Matplotlib Crash Course

Matplotlib is a powerful plotting library in Python commonly used for data visualization.
Author

Juma Shafara

Published

January 1, 2024

Modified

July 25, 2024

Keywords

python visualization, matplotlib, bar chart, histogram, scatter plot, line plot, box plot, pie chart, stacked bar chart, quiz, python quiz, dataidea, data science

Photo by DATAIDEA

What is Matploblib

Matplotlib is a powerful plotting library in Python commonly used for data visualization.

When working with datasets, you can use Matplotlib to create various plots to explore and visualize the data.

Here are some major plots you can create using Matplotlib with the Titanic dataset:

# # Uncomment and run this cell to install the libraries
# !pip install pandas matplotlib dataidea
# import the libraries, packages and modules
import pandas as pd
import matplotlib.pyplot as plt
from matplotlib.colors import ListedColormap
from dataidea_science.datasets import loadDataset

Let’s demonstrate each of the plots using the Titanic dataset. We’ll first load the dataset and then create each plot using Matplotlib.

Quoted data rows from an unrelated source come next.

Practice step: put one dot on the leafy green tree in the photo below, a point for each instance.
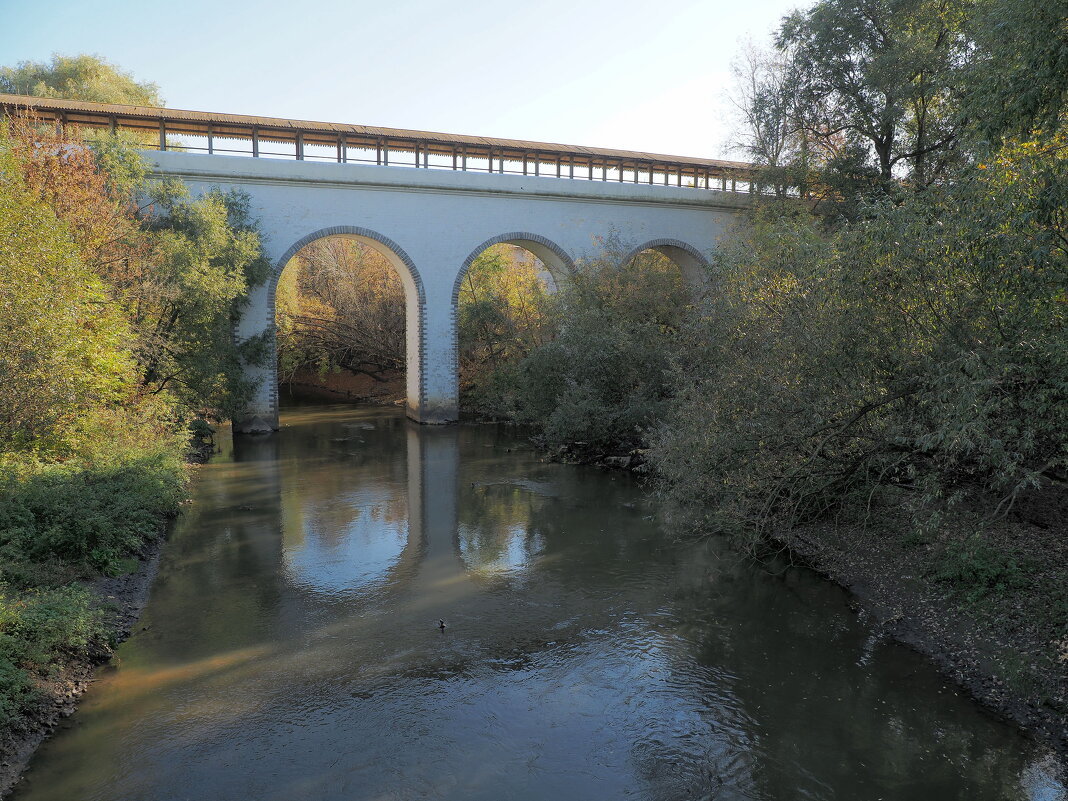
(867, 87)
(80, 77)
(63, 342)
(916, 357)
(1018, 77)
(206, 254)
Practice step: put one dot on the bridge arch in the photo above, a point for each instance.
(692, 264)
(414, 307)
(556, 262)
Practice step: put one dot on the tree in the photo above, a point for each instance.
(876, 81)
(1019, 75)
(78, 78)
(64, 343)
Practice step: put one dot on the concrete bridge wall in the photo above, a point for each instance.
(432, 224)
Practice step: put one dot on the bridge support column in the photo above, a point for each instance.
(257, 319)
(439, 394)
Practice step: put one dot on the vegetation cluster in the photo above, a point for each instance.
(883, 346)
(118, 297)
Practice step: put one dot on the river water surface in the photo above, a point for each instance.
(291, 648)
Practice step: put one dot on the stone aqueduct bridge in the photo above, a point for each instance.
(430, 203)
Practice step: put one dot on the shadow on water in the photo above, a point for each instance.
(292, 647)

# Load the Titanic dataset
titanic_df = loadDataset('titanic')

We can load this dataset like this because it is inbuilt in the dataidea package

titanic_df.head(n=5)
pclass survived name sex age sibsp parch ticket fare cabin embarked boat body home.dest
0 1.0 1.0 Allen, Miss. Elisabeth Walton female 29.0000 0.0 0.0 24160 211.3375 B5 S 2 NaN St Louis, MO
1 1.0 1.0 Allison, Master. Hudson Trevor male 0.9167 1.0 2.0 113781 151.5500 C22 C26 S 11 NaN Montreal, PQ / Chesterville, ON
2 1.0 0.0 Allison, Miss. Helen Loraine female 2.0000 1.0 2.0 113781 151.5500 C22 C26 S NaN NaN Montreal, PQ / Chesterville, ON
3 1.0 0.0 Allison, Mr. Hudson Joshua Creighton male 30.0000 1.0 2.0 113781 151.5500 C22 C26 S NaN 135.0 Montreal, PQ / Chesterville, ON
4 1.0 0.0 Allison, Mrs. Hudson J C (Bessie Waldo Daniels) female 25.0000 1.0 2.0 113781 151.5500 C22 C26 S NaN NaN Montreal, PQ / Chesterville, ON
  1. Bar Plot: You can create a bar plot to visualize categorical data such as the number of passengers in each class (first class, second class, third class), the number of survivors vs. non-survivors, or the number of passengers embarked from each port (Cherbourg, Queenstown, Southampton).
# 1. Bar Plot - Number of passengers in each class
class_counts = titanic_df.pclass.value_counts()
classes = class_counts.index
counts = class_counts.values

plt.bar(x=classes, height=counts, color='#008374')
plt.title('Number of Passengers Per Passenger Class')
plt.xlabel('Passenger Class')
plt.ylabel('Number of Passengers')

plt.show()

It’s easy to see from the graph that the 3rd class had the largest number of passengers, followed by the 1st class and 2nd class comes last

  1. Histogram: Histograms are useful for visualizing the distribution of continuous variables such as age or fare. You can create histograms to see the age distribution of passengers or the fare distribution.
# 2. Histogram - Age distribution of passengers
ages = titanic_df.age
plt.hist(x=ages, bins=20, color='#008374', 
         edgecolor='#66FDEE')
plt.title('Age Distribution of Passengers')
plt.ylabel('Frequency')
plt.xlabel('Age')
plt.show()

From the histogram we can observe that:

  • The majority of the people we of ages between 15 and 35
  • Fewer older people(above 60 years) boarded the titanic (below 20)t
  1. Box Plot: A box plot can be used to show the distribution of a continuous variable across different categories. For example, you can create a box plot to visualize the distribution of age or fare across different passenger classes.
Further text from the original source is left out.